Limitations & Future Work

  • Relies on RGB-D input, lacking tactile and force feedback.
  • Contact and friction energy terms are simplified.
  • Does not cover bimanual collaboration or tool-use scenarios.
  • Qwen3-0.6B is a small base; larger models may yield further improvements.
  • CLIPort requires fine-tuning for new scenes; end-to-end unified perception and generation is a future direction.
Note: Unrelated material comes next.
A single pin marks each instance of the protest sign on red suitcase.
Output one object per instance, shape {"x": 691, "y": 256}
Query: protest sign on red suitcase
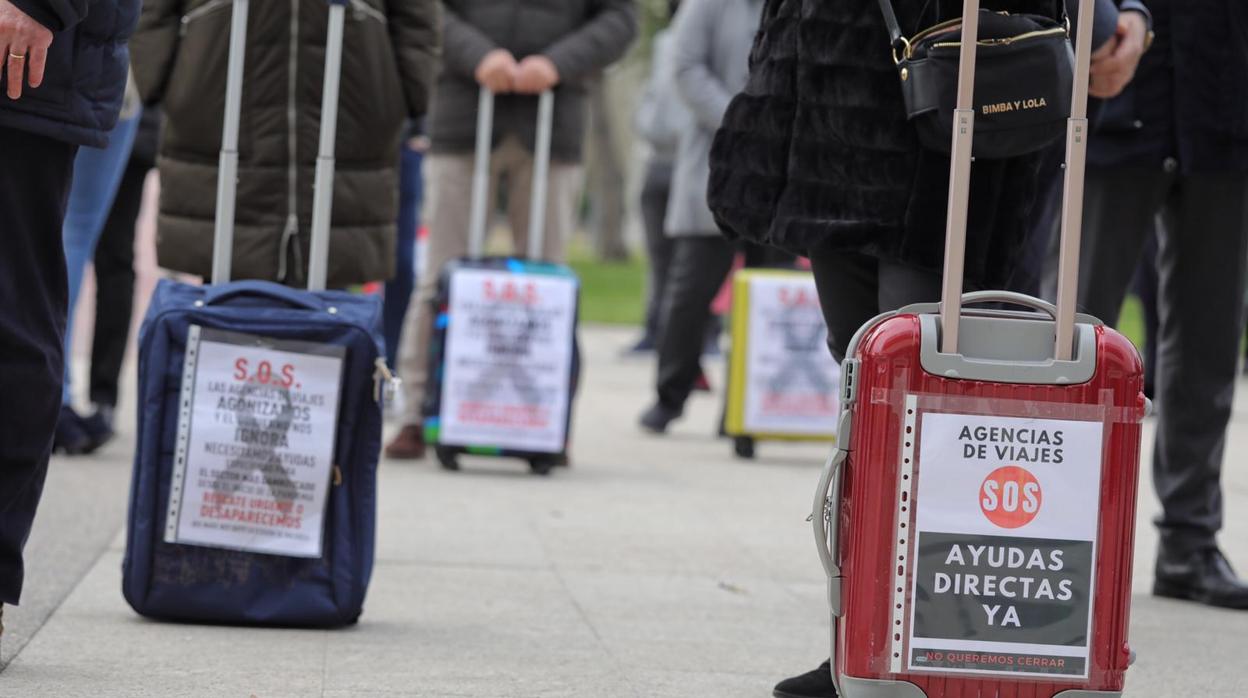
{"x": 977, "y": 520}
  • Extending VQ-VAE tokenization from human motion generation to multi-hand manipulation demonstrates the broad applicability of codebook sharing strategies.
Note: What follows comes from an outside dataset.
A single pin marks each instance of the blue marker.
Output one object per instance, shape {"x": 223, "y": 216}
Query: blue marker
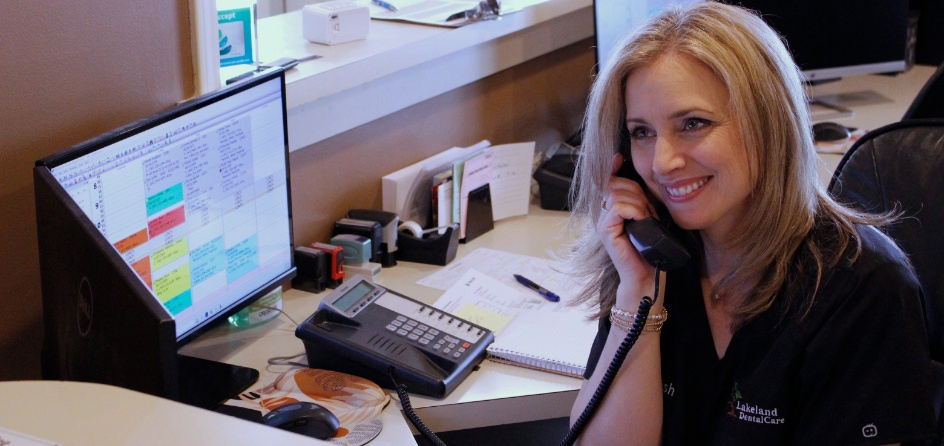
{"x": 385, "y": 5}
{"x": 541, "y": 290}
  • Progressive masking curriculum is an effective solution for exposure bias in autoregressive generation.
  • Physics-guided post-processing balances generative flexibility with physical feasibility.

Rating

  • Novelty: ⭐⭐⭐⭐⭐ First unified language-conditioned dexterous manipulation framework with several pioneering designs.
  • Experimental Thoroughness: ⭐⭐⭐⭐ Extensive evaluation on DexYCB, OakInk, and real-world; complete ablation studies; however, quantitative evaluation of cross-hand generalization is limited.
  • Writing Quality: ⭐⭐⭐⭐ Detailed methodology and clear derivation of physical optimization formulas.
  • Value: ⭐⭐⭐⭐⭐ Addresses core challenges in dexterous hand manipulation with high potential for practical application.